There is some disagreement over what the ideal ratio of carbohydrate to fats to protein in a person's diet should be. In fact, one recent study is now showing that this ratio matters much less than previously thought. For most people, something in the neighborhood of 40% carbohydrate calories/30% protein calories/30% fat calories would be about the right ballpark, with approximately 1/3 of your fat calories coming from each type of fat (saturated, polyunsaturated, and monounsaturated). The general population skews towards lower protein, and more carbohydrates and fat, and more importantly tend to get their carbs and proteins from unhealthy sources.
Alcohol. Technically a macronutrient, though most people don't think of it that way. Alcohol itself has calories, and some alcoholic drinks are very calorie-dense due to their sugar content. If there's anything like a useless source of calories, alcohol is it. Alcohol consumption has been consistently shown to result in sustained, significant decreases in testosterone and growth hormone levels. In addition, it also directly inhibits how the body processes proteins. If you're trying to build muscle, it is best to cut down on alcohol consumption.

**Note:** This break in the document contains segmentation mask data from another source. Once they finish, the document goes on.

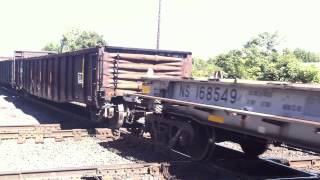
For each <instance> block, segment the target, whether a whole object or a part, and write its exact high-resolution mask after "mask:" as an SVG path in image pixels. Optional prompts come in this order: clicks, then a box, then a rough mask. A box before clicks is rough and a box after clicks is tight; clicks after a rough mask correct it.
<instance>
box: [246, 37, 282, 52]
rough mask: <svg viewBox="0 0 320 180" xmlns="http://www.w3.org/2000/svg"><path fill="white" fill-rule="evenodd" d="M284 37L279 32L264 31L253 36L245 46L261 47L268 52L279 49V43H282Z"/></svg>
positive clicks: (277, 50)
mask: <svg viewBox="0 0 320 180" xmlns="http://www.w3.org/2000/svg"><path fill="white" fill-rule="evenodd" d="M281 41H282V39H281V38H280V35H279V34H278V32H274V33H269V32H264V33H261V34H258V35H257V36H255V37H253V38H251V40H249V41H248V42H247V43H246V44H245V45H244V47H245V48H252V47H253V48H256V47H258V48H261V50H262V51H264V52H266V53H270V52H276V51H278V45H279V44H280V43H281Z"/></svg>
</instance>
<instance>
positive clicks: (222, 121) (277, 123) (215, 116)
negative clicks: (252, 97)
mask: <svg viewBox="0 0 320 180" xmlns="http://www.w3.org/2000/svg"><path fill="white" fill-rule="evenodd" d="M131 95H132V94H131ZM136 96H137V97H141V98H144V99H153V100H155V99H156V100H159V101H162V102H163V103H165V104H167V106H166V112H167V113H169V114H173V115H178V116H180V117H181V116H182V117H189V118H192V119H194V120H195V121H197V122H199V123H202V124H205V125H208V126H213V127H218V128H222V129H225V130H228V131H232V132H237V133H240V134H246V135H250V136H253V137H259V138H263V139H269V140H270V141H272V142H273V141H276V142H284V143H285V144H288V145H293V146H296V147H301V148H303V149H308V150H312V151H315V152H319V150H320V144H319V134H320V133H319V131H320V128H319V127H320V122H316V121H310V120H305V119H299V118H291V117H284V116H277V115H273V114H266V113H258V112H252V111H245V110H239V109H233V108H227V107H222V106H213V105H207V104H201V103H195V102H188V101H181V100H176V99H170V98H162V97H155V96H148V95H141V94H136ZM170 104H171V105H170ZM177 105H179V106H177ZM204 109H205V110H204ZM206 110H207V111H206ZM210 110H211V111H210ZM213 115H215V116H213ZM212 116H213V117H219V118H222V119H223V120H222V121H218V120H217V118H214V119H213V120H211V118H210V117H212ZM244 117H245V118H244ZM261 127H262V128H263V129H262V128H261ZM261 129H262V130H263V131H261Z"/></svg>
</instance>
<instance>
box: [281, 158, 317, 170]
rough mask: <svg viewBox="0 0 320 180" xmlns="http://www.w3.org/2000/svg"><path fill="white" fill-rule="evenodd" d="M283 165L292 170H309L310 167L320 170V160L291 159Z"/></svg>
mask: <svg viewBox="0 0 320 180" xmlns="http://www.w3.org/2000/svg"><path fill="white" fill-rule="evenodd" d="M283 164H285V165H288V166H290V167H292V168H311V167H319V168H320V159H319V158H310V159H291V160H285V162H283Z"/></svg>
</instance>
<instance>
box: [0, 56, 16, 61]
mask: <svg viewBox="0 0 320 180" xmlns="http://www.w3.org/2000/svg"><path fill="white" fill-rule="evenodd" d="M6 60H13V57H6V56H0V61H6Z"/></svg>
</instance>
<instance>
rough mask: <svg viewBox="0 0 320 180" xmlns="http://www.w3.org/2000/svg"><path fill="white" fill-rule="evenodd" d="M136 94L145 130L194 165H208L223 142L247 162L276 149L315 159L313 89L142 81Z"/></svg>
mask: <svg viewBox="0 0 320 180" xmlns="http://www.w3.org/2000/svg"><path fill="white" fill-rule="evenodd" d="M142 89H143V91H142V93H141V94H135V96H137V97H139V98H140V102H141V103H143V101H144V104H145V105H144V107H148V109H146V111H147V112H149V113H148V115H147V116H146V118H145V122H146V124H147V125H148V126H146V127H147V128H146V130H147V131H148V132H150V134H151V135H152V136H153V137H154V140H155V141H157V142H158V143H160V144H163V145H165V146H168V147H169V148H172V149H177V150H179V149H182V150H183V151H185V153H187V154H189V155H190V156H191V157H192V158H193V159H195V160H204V159H210V158H211V155H212V152H213V151H214V147H215V143H219V142H223V141H233V142H236V143H239V144H240V145H241V147H242V150H243V151H244V152H245V154H246V155H247V156H250V157H255V156H257V155H260V154H262V153H263V152H264V151H266V150H267V148H268V146H269V144H279V143H285V144H287V145H290V146H294V147H299V148H302V149H308V150H312V151H314V152H318V153H320V94H319V92H320V88H319V86H316V85H307V84H288V83H282V82H273V83H272V82H262V81H244V80H236V81H234V80H221V79H220V80H219V79H216V80H214V81H211V80H207V81H204V80H192V79H172V78H171V79H166V78H147V79H145V81H144V84H143V88H142Z"/></svg>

Cholesterol: I'm including this here as a subset of fats, though technically it isn't a macronutrient. Cholesterol in food does not directly translate in into high blood cholesterol for most people. For those with high cholesterol, specifically high LDL ("bad") cholesterol, focus on cutting saturated and trans fats, which contribute to cholesterol production in the liver.
Dietary fiber: This is a subset of carbohydrates, though people don't usually think of fiber that way. Dietary fiber has many health benefits, and almost everyone should eat more of it.
Water: Drink more water. Water regulates virtually every bodily process in some way. Drinking more water is a simple, virtually cost-free thing you can do to improve your overall health. Also, if you drink water, you aren't drinking calories, and will feel fuller. Finally, drinking plenty of water is essential to getting the most out of your workouts in a safe manner. The recommended amount differs from person to person (If you've heard anything about 8 glasses a day, it's bunk), but there's no danger in drinking more.